Whole-body calorimetry studies in adult men. 1. The effect of fat over-feeding on 24 h energy expenditure.

Eight young men of normal weight were maintained for 1 week on a weight-maintenance diet followed by a 1-week period of over-feeding with extra fat designed to increase energy intake by 50%. Two 36 h calorimetry sessions with low and high physical activities were included in each feeding period. Faecal and urine collections permitted checks on energy malabsorption and nitrogen excretion. Over-feeding led to increases in body-weight, faecal energy and N excretion and in estimated N retention. Faecal energy outputs on the maintenance and over-feeding diets were 5 and 4.4% of the respective gross energy intakes. Energy expenditure on fat over-feeding increased by 5.6% on the low-activity regimen and 6.4% on the high-activity regimen. This amounted, in terms of the extra energy intake, to 9 and 11% on the inactive and active schedules respectively. The increase affected day- and night-time rates of energy expenditure plus the basal metabolic rate. Individuals with a low percentage body fat showed the greatest response to over-feeding. Nutrient-balance studies derived from calorimetry suggested that fat over-feeding led to substantial fat deposition with no evidence of sparing of carbohydrate oxidation. The theoretical cost of depositing dietary fat was exceeded, suggesting that regulatory thermogenic mechanisms may have been stimulated to a small extent.

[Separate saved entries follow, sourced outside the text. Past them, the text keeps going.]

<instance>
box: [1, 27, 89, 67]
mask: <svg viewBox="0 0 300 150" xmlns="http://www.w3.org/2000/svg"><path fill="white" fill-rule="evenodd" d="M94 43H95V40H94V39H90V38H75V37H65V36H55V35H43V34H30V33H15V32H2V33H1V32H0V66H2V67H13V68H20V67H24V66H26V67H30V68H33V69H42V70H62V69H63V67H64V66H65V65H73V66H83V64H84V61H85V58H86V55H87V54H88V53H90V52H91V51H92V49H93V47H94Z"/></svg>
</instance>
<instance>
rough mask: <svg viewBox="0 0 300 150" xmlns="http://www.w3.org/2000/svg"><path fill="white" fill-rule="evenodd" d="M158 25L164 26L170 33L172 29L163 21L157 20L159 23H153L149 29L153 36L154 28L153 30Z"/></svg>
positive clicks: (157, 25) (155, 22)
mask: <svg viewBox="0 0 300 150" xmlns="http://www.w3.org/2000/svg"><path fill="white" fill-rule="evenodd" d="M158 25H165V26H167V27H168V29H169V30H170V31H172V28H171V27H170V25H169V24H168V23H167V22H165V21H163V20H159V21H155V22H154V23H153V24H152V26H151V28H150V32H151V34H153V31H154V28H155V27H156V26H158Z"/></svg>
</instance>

Whole-body calorimetry studies in adult men. 2. The interaction of exercise and over-feeding on the thermic effect of a meal.

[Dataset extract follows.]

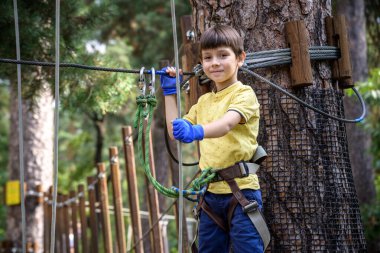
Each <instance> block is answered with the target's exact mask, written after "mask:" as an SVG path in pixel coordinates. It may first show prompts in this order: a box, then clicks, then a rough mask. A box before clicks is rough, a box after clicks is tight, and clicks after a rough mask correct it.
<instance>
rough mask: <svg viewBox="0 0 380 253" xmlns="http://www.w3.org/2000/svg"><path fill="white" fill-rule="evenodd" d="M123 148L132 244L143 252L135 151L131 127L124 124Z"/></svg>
mask: <svg viewBox="0 0 380 253" xmlns="http://www.w3.org/2000/svg"><path fill="white" fill-rule="evenodd" d="M122 136H123V148H124V159H125V165H126V166H125V171H126V177H127V182H128V200H129V210H130V214H131V224H132V231H133V244H134V245H135V252H136V253H143V252H144V247H143V241H142V240H141V241H140V238H142V226H141V220H140V204H139V194H138V188H137V179H136V164H135V152H134V147H133V137H132V127H131V126H126V127H123V128H122Z"/></svg>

Studies have claimed that an enhancement of the thermic effect of a meal (TEM) is an important adaptive mechanism to account for energy wastage during over-feeding. Eight healthy normal-weight young men were studied during 1 week on a weight-maintenance diet and again during 1 week when they were over-fed by 50% with fat. During each experimental week, the subject occupied a whole-body indirect calorimeter at 26 degrees for two separate periods of 36 h. The periods differed in the amount of exercise they contained. The thermic responses to the identical meals were measured during rest on one occasion and during exercise on a bicycle ergometer on the other. On the maintenance diet the absolute TEM (kJ/min) was 1.51 (SD 0.42) at rest and 1.31 (SD 0.75) during exercise (no significant difference). The equivalent values (kJ/min) on the over-feeding diet were 2.2 (SD 0.48) and 1.97 (SD 0.64) (no significant difference). The absence of a significant interaction between TEM and exercise was also demonstrated by the fact that the effect of over-feeding on total 24 h energy expenditure was unaffected by the subject's level of physical activity while in the calorimeter. In conclusion, the present study has provided no evidence to support the hypothesis that TEM is enhanced during exercise.